Upload → add external signer → add required field → send → open token link in private window → request verification code → verify email code → complete field → download PDF → verify SHA-256 hash in certificate.

3. Sequential two-signer

Add signer A (stage 1) and signer B (stage 2) → send → complete A → verify B becomes eligible → complete B → verify completion.

4. Parallel two-signer

Add both signers → parallel routing → send → both eligible simultaneously → complete both in any order → verify completion.

5. Request changes flow

Send to a signer → signer requests changes → verify document pauses and originator is notified → reopen → resend.

6. Lock before completion

Prepare a document with outstanding required fields → lock manually → verify it is no longer signable → reopen → verify signable again.

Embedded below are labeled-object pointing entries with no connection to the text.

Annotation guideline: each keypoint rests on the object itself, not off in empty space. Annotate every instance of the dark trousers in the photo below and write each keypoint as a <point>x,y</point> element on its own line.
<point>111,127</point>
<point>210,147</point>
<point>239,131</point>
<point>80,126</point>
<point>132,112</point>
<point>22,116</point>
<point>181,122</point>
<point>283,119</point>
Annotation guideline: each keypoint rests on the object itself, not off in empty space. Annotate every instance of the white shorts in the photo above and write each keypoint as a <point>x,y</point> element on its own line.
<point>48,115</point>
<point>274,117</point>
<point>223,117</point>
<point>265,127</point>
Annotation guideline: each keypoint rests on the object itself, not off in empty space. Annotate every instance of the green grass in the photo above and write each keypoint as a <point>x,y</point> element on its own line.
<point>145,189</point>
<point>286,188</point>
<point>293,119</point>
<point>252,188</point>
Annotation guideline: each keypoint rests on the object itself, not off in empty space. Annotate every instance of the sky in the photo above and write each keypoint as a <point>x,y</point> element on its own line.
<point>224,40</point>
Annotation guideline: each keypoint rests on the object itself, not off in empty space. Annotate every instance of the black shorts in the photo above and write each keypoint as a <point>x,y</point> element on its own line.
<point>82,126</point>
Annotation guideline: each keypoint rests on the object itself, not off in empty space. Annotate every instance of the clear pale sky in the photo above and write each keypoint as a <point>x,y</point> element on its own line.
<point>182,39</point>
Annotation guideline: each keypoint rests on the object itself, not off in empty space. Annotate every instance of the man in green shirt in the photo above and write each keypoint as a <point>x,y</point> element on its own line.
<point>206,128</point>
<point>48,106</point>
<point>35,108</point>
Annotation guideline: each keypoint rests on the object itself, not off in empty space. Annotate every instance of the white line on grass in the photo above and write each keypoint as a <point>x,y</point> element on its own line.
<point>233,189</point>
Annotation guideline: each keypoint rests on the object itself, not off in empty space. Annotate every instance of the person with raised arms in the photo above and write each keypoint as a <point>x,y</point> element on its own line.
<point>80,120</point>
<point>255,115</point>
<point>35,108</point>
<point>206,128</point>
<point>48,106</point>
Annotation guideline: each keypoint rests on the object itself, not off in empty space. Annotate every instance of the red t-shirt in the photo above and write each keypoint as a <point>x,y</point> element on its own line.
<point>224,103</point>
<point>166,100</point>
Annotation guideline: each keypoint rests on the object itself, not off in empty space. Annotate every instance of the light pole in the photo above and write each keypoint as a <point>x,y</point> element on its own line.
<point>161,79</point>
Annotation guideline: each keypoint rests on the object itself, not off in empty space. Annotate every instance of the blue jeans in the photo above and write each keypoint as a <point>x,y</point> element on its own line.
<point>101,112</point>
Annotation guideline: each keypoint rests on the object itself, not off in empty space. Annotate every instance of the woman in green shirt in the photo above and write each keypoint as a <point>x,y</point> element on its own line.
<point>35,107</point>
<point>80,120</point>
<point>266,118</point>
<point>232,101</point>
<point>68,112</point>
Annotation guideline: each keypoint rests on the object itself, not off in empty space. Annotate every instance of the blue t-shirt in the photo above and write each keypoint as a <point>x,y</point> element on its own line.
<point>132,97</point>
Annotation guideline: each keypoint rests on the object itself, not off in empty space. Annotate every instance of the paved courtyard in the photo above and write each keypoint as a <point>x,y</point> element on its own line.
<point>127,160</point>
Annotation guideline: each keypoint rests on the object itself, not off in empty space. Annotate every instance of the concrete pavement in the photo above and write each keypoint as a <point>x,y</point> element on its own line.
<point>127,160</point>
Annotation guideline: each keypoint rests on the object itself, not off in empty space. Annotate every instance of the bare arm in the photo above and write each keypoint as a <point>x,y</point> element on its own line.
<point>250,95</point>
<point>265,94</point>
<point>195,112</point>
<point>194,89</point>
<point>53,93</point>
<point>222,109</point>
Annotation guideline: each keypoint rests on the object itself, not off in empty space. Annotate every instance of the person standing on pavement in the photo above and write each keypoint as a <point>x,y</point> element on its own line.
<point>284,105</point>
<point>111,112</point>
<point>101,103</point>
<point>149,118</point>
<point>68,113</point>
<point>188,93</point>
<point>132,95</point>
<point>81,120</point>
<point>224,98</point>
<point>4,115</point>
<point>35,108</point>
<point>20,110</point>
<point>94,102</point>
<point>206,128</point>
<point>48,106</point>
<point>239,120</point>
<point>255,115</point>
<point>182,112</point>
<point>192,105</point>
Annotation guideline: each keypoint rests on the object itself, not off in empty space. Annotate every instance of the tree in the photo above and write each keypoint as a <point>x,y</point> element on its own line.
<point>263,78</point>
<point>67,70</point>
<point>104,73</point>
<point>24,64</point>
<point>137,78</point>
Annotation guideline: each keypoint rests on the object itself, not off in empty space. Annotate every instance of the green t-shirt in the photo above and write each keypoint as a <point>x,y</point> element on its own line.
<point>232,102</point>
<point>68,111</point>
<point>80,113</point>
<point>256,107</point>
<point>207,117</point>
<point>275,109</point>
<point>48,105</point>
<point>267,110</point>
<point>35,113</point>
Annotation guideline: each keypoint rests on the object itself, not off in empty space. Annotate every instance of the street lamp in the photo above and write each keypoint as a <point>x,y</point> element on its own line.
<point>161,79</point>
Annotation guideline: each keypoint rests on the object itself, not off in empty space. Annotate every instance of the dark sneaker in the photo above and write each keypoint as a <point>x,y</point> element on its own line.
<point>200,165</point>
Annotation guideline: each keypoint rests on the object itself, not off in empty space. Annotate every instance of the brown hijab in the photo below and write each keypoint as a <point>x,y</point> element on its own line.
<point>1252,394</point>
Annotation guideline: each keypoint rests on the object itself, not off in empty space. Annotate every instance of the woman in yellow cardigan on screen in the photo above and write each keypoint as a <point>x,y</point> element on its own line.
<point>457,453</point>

7. Free-placement signature

Send a document with no pre-placed fields → sign in as the signer → use the Place Your Own Signature canvas → drag to position and resize → Place and sign → verify field appears in audit trail.

8. Billing full cycle

Start free trial → add payment method → buy token pack → send to external signer (verify token consumed) → cancel subscription from portal → verify access continues until period end.